Transcribe Speech

To run speech-to-text

  1. Create a new configuration to send to Media Server with the process action, or open an existing configuration that you want to modify.

  2. In the [Session] section, add a new analysis task by setting the EngineN parameter. You can give the task any name, for example:

    [Session]
    Engine0=Ingest
    Engine1=TranscribeSpeech
  3. Create a new section to contain the settings for the task and set the following parameters:

    Type The analysis engine to use. Set this parameter to SpeechToText.
    Input (Optional) The audio track to analyze. If you do not specify an input track, Media Server processes the first track of the correct type produced by the ingest engine.
    LanguagePack

    The language pack to use. For a list of available language packs, see Speech Analysis Supported Languages.

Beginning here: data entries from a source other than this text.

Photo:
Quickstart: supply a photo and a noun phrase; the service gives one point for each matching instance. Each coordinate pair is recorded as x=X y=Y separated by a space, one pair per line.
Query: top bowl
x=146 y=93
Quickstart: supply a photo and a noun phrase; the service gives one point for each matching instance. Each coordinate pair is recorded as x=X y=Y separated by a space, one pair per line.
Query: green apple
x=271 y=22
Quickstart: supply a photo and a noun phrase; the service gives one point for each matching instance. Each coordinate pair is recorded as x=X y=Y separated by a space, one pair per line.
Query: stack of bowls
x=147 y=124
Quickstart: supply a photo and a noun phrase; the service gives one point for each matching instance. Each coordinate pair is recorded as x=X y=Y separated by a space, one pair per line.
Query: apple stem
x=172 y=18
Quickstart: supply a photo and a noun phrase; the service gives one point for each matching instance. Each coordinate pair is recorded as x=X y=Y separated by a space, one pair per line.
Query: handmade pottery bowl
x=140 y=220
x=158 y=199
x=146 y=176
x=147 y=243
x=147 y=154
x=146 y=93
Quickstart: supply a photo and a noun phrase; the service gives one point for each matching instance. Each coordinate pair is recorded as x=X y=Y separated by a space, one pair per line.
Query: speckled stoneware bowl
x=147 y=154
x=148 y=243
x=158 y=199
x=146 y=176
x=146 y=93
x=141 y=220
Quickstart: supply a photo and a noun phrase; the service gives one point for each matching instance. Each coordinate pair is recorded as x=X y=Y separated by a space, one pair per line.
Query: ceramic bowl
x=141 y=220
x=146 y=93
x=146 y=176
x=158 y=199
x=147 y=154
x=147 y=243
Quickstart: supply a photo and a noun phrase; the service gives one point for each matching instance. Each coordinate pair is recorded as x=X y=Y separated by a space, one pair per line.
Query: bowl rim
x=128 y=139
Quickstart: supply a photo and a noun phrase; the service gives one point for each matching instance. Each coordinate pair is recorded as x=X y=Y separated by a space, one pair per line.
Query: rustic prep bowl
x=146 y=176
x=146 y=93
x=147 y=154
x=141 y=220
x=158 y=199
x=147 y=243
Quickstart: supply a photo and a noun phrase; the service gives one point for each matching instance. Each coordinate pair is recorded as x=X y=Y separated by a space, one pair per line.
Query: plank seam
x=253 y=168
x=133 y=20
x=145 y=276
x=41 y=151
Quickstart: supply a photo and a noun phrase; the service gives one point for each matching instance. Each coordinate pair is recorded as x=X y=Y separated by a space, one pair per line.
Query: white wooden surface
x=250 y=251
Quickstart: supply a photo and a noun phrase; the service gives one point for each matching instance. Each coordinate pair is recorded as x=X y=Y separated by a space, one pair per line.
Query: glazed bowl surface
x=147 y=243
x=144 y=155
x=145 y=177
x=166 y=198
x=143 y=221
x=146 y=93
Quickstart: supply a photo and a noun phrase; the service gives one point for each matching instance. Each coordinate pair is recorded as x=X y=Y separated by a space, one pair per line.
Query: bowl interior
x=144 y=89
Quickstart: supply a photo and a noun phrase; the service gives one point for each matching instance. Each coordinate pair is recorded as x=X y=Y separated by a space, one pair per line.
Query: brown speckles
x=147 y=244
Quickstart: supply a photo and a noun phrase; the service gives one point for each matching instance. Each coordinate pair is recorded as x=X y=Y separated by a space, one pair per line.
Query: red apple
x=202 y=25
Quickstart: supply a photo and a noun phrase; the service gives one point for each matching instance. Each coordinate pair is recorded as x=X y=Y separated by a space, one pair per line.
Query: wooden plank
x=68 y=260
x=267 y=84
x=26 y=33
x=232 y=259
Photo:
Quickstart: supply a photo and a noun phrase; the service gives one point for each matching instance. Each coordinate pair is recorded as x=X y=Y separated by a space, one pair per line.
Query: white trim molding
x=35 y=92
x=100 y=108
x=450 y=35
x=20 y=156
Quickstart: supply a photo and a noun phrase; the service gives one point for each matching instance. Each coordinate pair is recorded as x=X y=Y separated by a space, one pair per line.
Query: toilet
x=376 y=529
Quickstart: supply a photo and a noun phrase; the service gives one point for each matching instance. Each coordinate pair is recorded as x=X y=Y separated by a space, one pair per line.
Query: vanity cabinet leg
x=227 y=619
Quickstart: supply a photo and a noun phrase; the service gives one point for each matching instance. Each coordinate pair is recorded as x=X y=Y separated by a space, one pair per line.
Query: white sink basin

    If your session configuration includes Language ID, you can instruct Media Server to use the detected language:

    • set Input to the ResultWithSource track from your Language ID task.
    • set LanguagePack=input.

    NOTE: LanguagePack=Input is not available when ModelVersion=Legacy.

    ModelVersion The model to use to convert speech into text.
    SpeedBias To process a live stream, set this parameter to Live. Otherwise, set this parameter to 6.

    For example:

    [TranscribeSpeech]
    Type=SpeechToText
    LanguagePack=ENUK
    ModelVersion=small
    SpeedBias=6
    

    For more information about the parameters that you can use to configure speech-to-text, see Speech-To-Text.

  4. Save and close the configuration file. OpenText recommends that you save your configuration files in the location specified by the ConfigDirectory parameter.